Looking more onchain, Solana’s largest DEX aggregator Jupiter has dropped Ultra v3 with Iris meta-routing, private landing, 34x better sandwich protection, lower fees, and gasless trades. Furthermore, prop AMMs have been capturing more than half of Solana’s DEX volume. Prop AMMs are venues which use private, protocol-owned liquidity usually managed by professional trading firms, rather than relying on public liquidity providers. Instead of using inefficient deterministic onchain bonding curves, prop AMMs employ dynamic offchain quoting engines that monitor external markets, oracles, and conditions to generate time-sensitive, signed quotes. Hyperliquid had yet another big month with the release of HIP-3. This update will bring permissionless perp markets which will mandate HIP-3 market hosts to stake 500.000 HYPE which are put up as collateral and at risk of slashing, in case of any malpractice. The expectation is that HIP-3 markets will enable the trading of a wide array of assets on Hyperliquid, such as indices, stocks and bonds. Also, Hyperliquid has announced aligned stablecoins which would provide fee benefits if the issuers are to stake in total 1.000.000 HYPE and 50% of the deployer’s offchain reserves income are to flow to the protocol. Earlier this quarter, MegaETH set the tone for the next wave of protocol native stablecoins with the launch of USDm, built in collaboration with Ethena and backed by USDtb reserves primarily held in BlackRock’s BUIDL fund. In addition to that, the Sui Group announced the issuance of two new stablecoins through Ethena’s framework: suiUSDe, a yield bearing version designed to accrue returns from off chain reserves (akin to USDe design), and USDi, a non yielding counterpart intended for payments and regulatory simplicity (USDtb design). This dual token structure allows the Sui ecosystem to separate compliant, low risk stable value from higher yield products while maintaining a shared settlement base. Jupiter has partnered with Ethena to launch JupUSD, a native Solana stablecoin modeled after Ethena’s USDtb architecture. The collaboration involves converting $750 million USDC into JupUSD, integrating directly with Jupiter’s trading infrastructure to facilitate onchain settlement, liquidity routing, and leverage markets.

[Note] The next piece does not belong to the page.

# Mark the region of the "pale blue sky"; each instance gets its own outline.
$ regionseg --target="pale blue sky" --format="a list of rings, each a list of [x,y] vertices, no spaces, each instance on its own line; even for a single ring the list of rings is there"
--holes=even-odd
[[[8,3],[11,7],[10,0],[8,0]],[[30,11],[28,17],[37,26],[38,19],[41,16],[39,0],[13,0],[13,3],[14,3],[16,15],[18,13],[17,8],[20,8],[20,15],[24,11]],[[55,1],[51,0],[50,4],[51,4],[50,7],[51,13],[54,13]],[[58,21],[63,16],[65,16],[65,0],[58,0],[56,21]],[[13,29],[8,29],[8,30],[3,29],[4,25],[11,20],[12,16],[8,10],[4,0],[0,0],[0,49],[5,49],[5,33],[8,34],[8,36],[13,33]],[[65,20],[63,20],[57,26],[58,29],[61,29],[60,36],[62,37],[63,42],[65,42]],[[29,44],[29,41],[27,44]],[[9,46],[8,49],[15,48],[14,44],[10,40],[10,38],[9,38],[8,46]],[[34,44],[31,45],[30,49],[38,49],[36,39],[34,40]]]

Prediction markets had another month of amazing growth going for them. Polymarket received a near $2 billion investment from Intercontinental Exchange (ICE), the owner of the New York Stock Exchange. This investment valued Polymarket at $9 billion. Supposedly, Polymarket is again looking to fundraise for a $12-15 billion valuation. Kalshi has also raised $300 million valuing the prediction market at $5 billion. Furthermore, prediction markets are getting more and more integrated. NHL has closed a multi-year licensing agreement with both Kalshi and Polymarket which puts pressure on traditional sportsbook companies, clashing decentralized models head to head with centralized, untransparent, and more expensive counterparts. One of those players, DraftKings, has integrated Polymarket as a clearinghouse for their upcoming prediction markets product.